Hundreds of thousands of union members protest pension reform in France
(Update 1: Reledes, rewrites, adds info on demonstrations, violence)
Paris, May 1 (EFE).- French unions took to the streets on Monday, with hundreds of thousands of people turning out on May 1 in a new show of force against pension reform, the 13th such demonstration so far this year.
The leaders of the unions, which marched and demonstrated together – something that has not occurred since May 1, 2009 – called the turnout “historic”, although violent groups took advantage of the situation to create a certain amount of mayhem.
The General Confederation of Labor (CFT) said that 2.3 million people demonstrated around the country – 550,000 of them in Paris – which according to its own tally would be the second record-setting day in terms of turnout since the movement against pension reform got under way on Jan. 19.
On the other hand, the French Interior Ministry said that 782,000 demonstrators hit the streets across France, with 112,000 of them marching in the capital.
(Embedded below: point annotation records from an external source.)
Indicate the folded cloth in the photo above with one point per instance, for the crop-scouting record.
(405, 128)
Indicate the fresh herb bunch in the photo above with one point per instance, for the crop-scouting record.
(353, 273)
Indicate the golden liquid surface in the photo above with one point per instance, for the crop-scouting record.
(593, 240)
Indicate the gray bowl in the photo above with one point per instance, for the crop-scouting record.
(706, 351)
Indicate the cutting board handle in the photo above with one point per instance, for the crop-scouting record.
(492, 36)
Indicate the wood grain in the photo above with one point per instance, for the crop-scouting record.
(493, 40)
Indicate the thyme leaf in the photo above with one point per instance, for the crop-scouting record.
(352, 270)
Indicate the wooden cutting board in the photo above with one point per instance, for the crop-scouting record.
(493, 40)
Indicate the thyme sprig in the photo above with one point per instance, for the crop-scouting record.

Although the marches transpired without incident in the great majority of the 300 or so that were organized throughout the country, there were assorted clashes in Nantes, Lyon, Angers, Toulouse and, in particular, in Paris.
Interior Minister Gerald Darmanin told reporters shortly before 8 pm that 108 security personnel had been injured in the clashes and 291 people had been arrested, adding that “this violence must be condemned by everyone.”
Nineteen police officers were injured in Paris, where clashes were continuing late in the afternoon and early evening near Place de la Nacion.
Darmanin said that he hoped that the authors of the attacks on police and property would receive “firm punishment” and emphasized that for months the presence of members “of the ultra-left” has been noted at the protests, asserting that some 2,000 such demonstrators were now mobilized.
In the capital, skirmishes between security forces and radical groups were continuous all during the march between the Place de la Republique and Place de la Nacion, with the demonstrators smashing store and bank windows and burning trash bins and all sorts of urban furniture.
Police fired tear gas and, toward the end of the march, used water cannons to disperse the rioters and also to extinguish a fire that broke out – or was set – in the basement of a building on the Place de la Nacion.
One police officer was serious burned when he was struck with a Molotov cocktail.
The forces of order used drones to monitor the marches, a move that had sparked controversy in recent days and which motivated some people to turn to the courts to prevent it, arguing that the use of such devices curtails public freedoms.
The courts, however, did not agree with those claims with the single exception of the city of Rouen, where magistrates limited the amount of time and the area in which police could use drones to the immediate site and duration of the demonstration there.
According to the Prefecture in the Department of the Rhone, using drones enabled law enforcement authorities to arrest about 30 people who were causing incidents in Lyon.
A total of 12,000 police were deployed around the country by the Interior Ministry, 5,000 of them in Paris.
Before the Paris march began, the head of the French Democratic Confederation of Labor (CFDT), the country’s largest union, Laurent Berger, had reiterated his condemnation of “any form of violence against property and persons,” at the same time that he said that that was not what attention should be focused on.
The objective of the unions – above all – was, he said, to reiterate their rejection of the pension reform implemented more than two weeks ago that raised the minimum retirement age from 62 to 64, a move by the government of President Emmanuel Macron that has enabled the unions to remain united.
But that unity could begin to fracture, with Berger saying that he will attend a meeting that is expected to be called in the coming days by Prime Minister Elisabeth Borne to discuss other issues, an attempt by the government to turn the page on a crisis that has plunged it into a disturbing paralysis.
The head of the CFT, France’s second-largest union, Sophie Binet, although she agreed with Berger on the urgency of addressing the adjustment of salaries and wages, as workers lose purchasing power due to inflation, said she was less willing to meet and discuss non-pension related issues with the government.